Une offensive éclair qui a tout emporté
Le samedi 25 avril 2026, une coalition sans précédent s’est formée entre les rebelles du Front de Libération de l’Azawad (FLA) et les djihadistes du Groupe pour le Soutien de l’Islam et des Musulmans (JNIM). Leur objectif ? Saturer les défenses maliennes et s’emparer de Kidal, une place forte stratégique.
La réaction des mercenaires russes, pourtant réputés pour leur résistance, a été immédiate : panique et fuite. Au lieu de renforcer les positions ou de riposter, ils ont cherché à évacuer, laissant derrière eux une armée malienne (FAMa) en première ligne, sans appui aérien ni logistique.
Le « corridor » de la honte : une négociation indigne avec l’ennemi
Les négociations menées par les Russes avec les rebelles ont révélé une réalité humiliante. Plutôt que de tenir leurs engagements, ils ont obtenu un passage sécurisé vers Gao, en échange de l’abandon de leurs positions et d’une partie de leur armement lourd.
Les détails du « deal » sont accablants :
- Un repli précipité : Les mercenaires ont évacué Kidal avec leurs blessés, sans même informer les forces maliennes.
- Des armes abandonnées : Une partie de l’équipement lourd a été laissée sur place, livrant les soldats maliens à leur sort.
- Un soutien fantôme : Officiellement, il s’agissait d’un « repositionnement ». En réalité, c’était un désengagement pur et simple.

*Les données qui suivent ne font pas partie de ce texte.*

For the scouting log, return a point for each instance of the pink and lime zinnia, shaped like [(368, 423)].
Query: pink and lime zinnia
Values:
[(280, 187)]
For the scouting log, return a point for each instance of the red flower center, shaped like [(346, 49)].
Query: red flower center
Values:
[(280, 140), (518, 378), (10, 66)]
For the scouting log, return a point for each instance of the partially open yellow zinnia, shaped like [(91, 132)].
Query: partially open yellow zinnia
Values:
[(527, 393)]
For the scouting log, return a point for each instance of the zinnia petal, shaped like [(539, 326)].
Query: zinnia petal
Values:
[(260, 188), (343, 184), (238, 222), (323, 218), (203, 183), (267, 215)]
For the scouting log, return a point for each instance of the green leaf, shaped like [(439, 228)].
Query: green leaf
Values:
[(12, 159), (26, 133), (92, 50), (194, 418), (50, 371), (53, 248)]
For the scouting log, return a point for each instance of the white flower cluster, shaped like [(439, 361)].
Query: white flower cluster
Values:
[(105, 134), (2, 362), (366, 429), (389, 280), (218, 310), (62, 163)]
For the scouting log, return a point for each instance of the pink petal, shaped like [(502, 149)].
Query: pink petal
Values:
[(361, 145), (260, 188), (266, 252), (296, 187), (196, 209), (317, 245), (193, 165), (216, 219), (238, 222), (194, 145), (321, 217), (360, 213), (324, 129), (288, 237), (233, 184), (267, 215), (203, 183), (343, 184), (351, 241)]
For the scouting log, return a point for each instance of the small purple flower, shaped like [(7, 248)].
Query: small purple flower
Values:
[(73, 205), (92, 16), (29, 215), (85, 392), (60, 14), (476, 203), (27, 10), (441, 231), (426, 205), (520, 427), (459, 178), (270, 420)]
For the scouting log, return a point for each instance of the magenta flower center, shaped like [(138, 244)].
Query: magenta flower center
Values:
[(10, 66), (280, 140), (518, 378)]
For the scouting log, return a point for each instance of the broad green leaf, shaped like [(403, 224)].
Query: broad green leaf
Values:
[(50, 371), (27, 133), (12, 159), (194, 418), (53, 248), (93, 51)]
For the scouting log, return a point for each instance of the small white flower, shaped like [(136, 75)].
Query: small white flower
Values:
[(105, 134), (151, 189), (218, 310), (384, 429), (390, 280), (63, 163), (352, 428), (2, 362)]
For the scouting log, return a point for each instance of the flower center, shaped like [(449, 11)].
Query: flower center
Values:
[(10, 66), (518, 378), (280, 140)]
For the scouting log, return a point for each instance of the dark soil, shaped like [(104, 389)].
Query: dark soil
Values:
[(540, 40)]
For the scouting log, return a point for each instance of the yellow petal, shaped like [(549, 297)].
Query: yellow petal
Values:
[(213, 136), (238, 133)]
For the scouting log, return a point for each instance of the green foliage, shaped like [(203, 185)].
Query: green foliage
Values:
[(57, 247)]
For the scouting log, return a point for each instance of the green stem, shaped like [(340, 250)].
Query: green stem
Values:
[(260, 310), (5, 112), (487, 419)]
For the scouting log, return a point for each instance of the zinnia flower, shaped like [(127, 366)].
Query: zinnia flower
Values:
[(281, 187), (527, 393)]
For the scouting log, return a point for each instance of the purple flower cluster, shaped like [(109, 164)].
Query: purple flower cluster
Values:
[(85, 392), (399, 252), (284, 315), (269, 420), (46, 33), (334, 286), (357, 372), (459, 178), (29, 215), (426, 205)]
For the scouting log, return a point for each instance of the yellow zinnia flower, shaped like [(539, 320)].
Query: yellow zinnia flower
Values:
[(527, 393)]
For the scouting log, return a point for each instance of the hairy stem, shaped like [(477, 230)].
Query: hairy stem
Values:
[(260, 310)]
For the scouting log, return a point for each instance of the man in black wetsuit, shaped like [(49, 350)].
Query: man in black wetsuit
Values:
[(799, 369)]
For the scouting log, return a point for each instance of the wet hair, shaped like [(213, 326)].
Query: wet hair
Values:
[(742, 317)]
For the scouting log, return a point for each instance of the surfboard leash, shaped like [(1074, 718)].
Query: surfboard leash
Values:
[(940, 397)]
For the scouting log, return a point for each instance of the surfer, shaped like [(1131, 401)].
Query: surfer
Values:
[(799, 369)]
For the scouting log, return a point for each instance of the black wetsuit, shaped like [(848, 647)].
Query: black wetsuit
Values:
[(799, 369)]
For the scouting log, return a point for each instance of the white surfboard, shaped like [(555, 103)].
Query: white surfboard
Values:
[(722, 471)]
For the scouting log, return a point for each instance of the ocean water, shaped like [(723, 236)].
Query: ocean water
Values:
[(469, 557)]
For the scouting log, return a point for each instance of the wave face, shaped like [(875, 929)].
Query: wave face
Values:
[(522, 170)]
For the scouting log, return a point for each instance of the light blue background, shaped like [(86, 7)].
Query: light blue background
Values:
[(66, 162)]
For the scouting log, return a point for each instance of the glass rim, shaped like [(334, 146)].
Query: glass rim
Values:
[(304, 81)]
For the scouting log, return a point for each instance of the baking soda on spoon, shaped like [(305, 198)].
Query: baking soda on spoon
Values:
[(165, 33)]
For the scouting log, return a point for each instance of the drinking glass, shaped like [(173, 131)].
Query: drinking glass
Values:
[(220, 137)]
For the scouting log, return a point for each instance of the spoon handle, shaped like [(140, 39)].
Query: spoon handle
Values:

La fin d’un mythe : les mercenaires russes, partenaires de circonstance
Cet épisode met en lumière la stratégie opaque de la Russie au Mali. Derrière les discours sur l’aide militaire, se cache une réalité bien moins glorieuse : le business prime sur tout.
Plusieurs éléments révèlent cette logique implacable :
- Des intérêts économiques : La Russie n’est présente au Mali que pour sécuriser des concessions minières, notamment l’or, et étendre son influence. Dès que le risque devient trop élevé, elle se retire.
- Des contacts troubles : Certaines sources évoquent des discussions entre mercenaires russes et djihadistes pour garantir une neutralité lors des offensives. Une trahison qui questionne la crédibilité de leur alliance.
- Un partenaire de court terme : Contrairement aux promesses d’un soutien indéfectible, Moscou agit comme une entreprise de sécurité privée, prête à abandonner ses « clients » dès que la situation devient périlleuse.
Kidal 2026 : le symbole d’une stratégie russe en échec
La chute de Kidal en avril 2026 sonne le glas du « modèle russe » au Mali. En sauvant leurs vies plutôt que de défendre leurs alliés, les mercenaires ont prouvé qu’ils n’étaient ni des soldats loyaux, ni des partenaires durables.
Pour les autorités maliennes, cette trahison est un électrochoc. Elle révèle l’illusion d’une alliance infaillible et impose une réflexion urgente : comment garantir une sécurité nationale sans dépendre de mercenaires dont la fiabilité est aussi volatile que leurs motivations ?
Une chose est sûre : après Kidal, plus personne au Mali ne croira aveuglément en la parole de Moscou.